Jean Zuléma Amussat
Biography of Jean Zuléma Amussat
Jean Zuléma Amussat, the son of a physician, received his first medical training from his father and from a surgeon by the name of Servan. When he was called up for military duty in 1814, aged 17, he was therefore employed as junior assistant in the army. After the war, despite his shortage of funds, he went to Paris to continue his medical studies. One of his mentors here was Troussel, who gave Amussat the opportunity to participate in the anatomical work at the Salpêtrière.
After his first years as a student he got a post at the Charité through Concours Externe. At the Charité he also got lodging - and ample opportunity to continue his medical studies. Nilammon Théodore Lerminier (1770-1836), who had noticed Amussat's interest in pathological anatomy, helped him and let him work at his hospital department.
Two years later, through concourse, he obtained an internship and returned to the Salpêtrière. While working here on his investigations of the spinal marrow, particularly directed at finding pathological changes that might have been caused by epilepsy, he invented the rachiotome, which came into common use. At this time he also started to give private lectures in anatomy for artists. But, in December 1821, he became assistant in anatomy, through concourse, and was thus able to double, or treble, his activity with courses of anatomy, surgery, and operative knowledge.
Amussat's ambition was to compete for the post as prosector at the faculty, but then he was almost killed by an infection, and his health was seriously impaired. Following a series of illnesses he had to abandon the concourse permanently. No longer capable of competing for a professorship or a post as hospital physician, he had to settle with his private practice.
In 1824 he received the honour of becoming a member of the Academy of Medicine, even before he had been conferred doctor of medicine. In 1826 he defended his doctoral thesis for the academy. It was entitled "Quelques considérations sur l'étude de l'anatomie". In it Amussat emphasises the importance of animal experiments for physiological purposes.

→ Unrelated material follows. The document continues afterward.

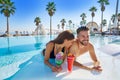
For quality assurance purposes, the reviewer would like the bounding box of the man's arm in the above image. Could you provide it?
[69,43,92,71]
[89,44,100,67]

In 1827 and 1828 he undertook a series of investigations on traumatic haemorrhages and methods for alleviating them. He subsequently, in 1829, delivered his investigations of the torsion of the arteries to the Paris institute, and soon after lectured on the theme to this assembly. This method is one of Amussat's ingenious inventions, to which his name will always be attached.
Although he was unable to compete for office, poor health did not prevent Amussat from being a prolific writer. His first paper was in Journal de médecin in 1819, his last in 1854 was a treatise on the possibilities of treating cancer. A large part of his work was published as reports from the meetings of the medical academy, in Archives générales de médecine.
In a book published in 1822 he stands out as one of the inventors of lithotripsy. One of his achievements was the reintroduction of the almost forgotten sectio alta – the high cut - which he strongly advocated as the least damaging form of stone section. Although his surgical interests were varied, he concentrated on surgery of the bladder, prostate, and abdominal viscera. The originality of his works is clearly demonstrated by the prizes he won: 2000 francs for lithotripsy, 6000 for the torsion of the arteries, 4000 for air embolus, and 3000 for what was then called "artificial anus" - colostomy.
Extraperitoneal colostomy in the lumbar region for imperforate anus had been suggested some years earlier, and in his work on this Amussat reports on his success in adapting the method to the treatment of malignancies of the lower bowel and rectum where obstruction existed. His method of lumbar colostomy was popular until later in the century when anterior transperitoneal colostomy became the preferred method. Amussat devoted a considerable portion of the book to excerpts from earlier writers on the object and includes his reflections on their writings.
Amussat is special in that he became famous without ever having been member of a faculty and never held a post as physician to a hospital. As an operator he was a great artist, and he worshipped his art passionately, although he exercised it both carefully and skilfully. As a surgeon he was generally conservative, but still unusually innovative.
Amussat began teaching while still a student, and later gave well-attended courses of anatomy, operating, bandaging, and experimental surgery. He also held weekly surgical conferences at which local and foreign physicians were invited to share his results and observations.
In 1831 he arranged a course of military surgery for the young physicians who were to join the African army. He was a very benevolent and charitable person, remembered as the founder of the Société de prévoyance, a physicians medical aid organisation. He also instigated prizes for the best-written works in the field of experimental surgery. Amussat died on May 13, 1856, at the age of only 59 years, after a few days sickness.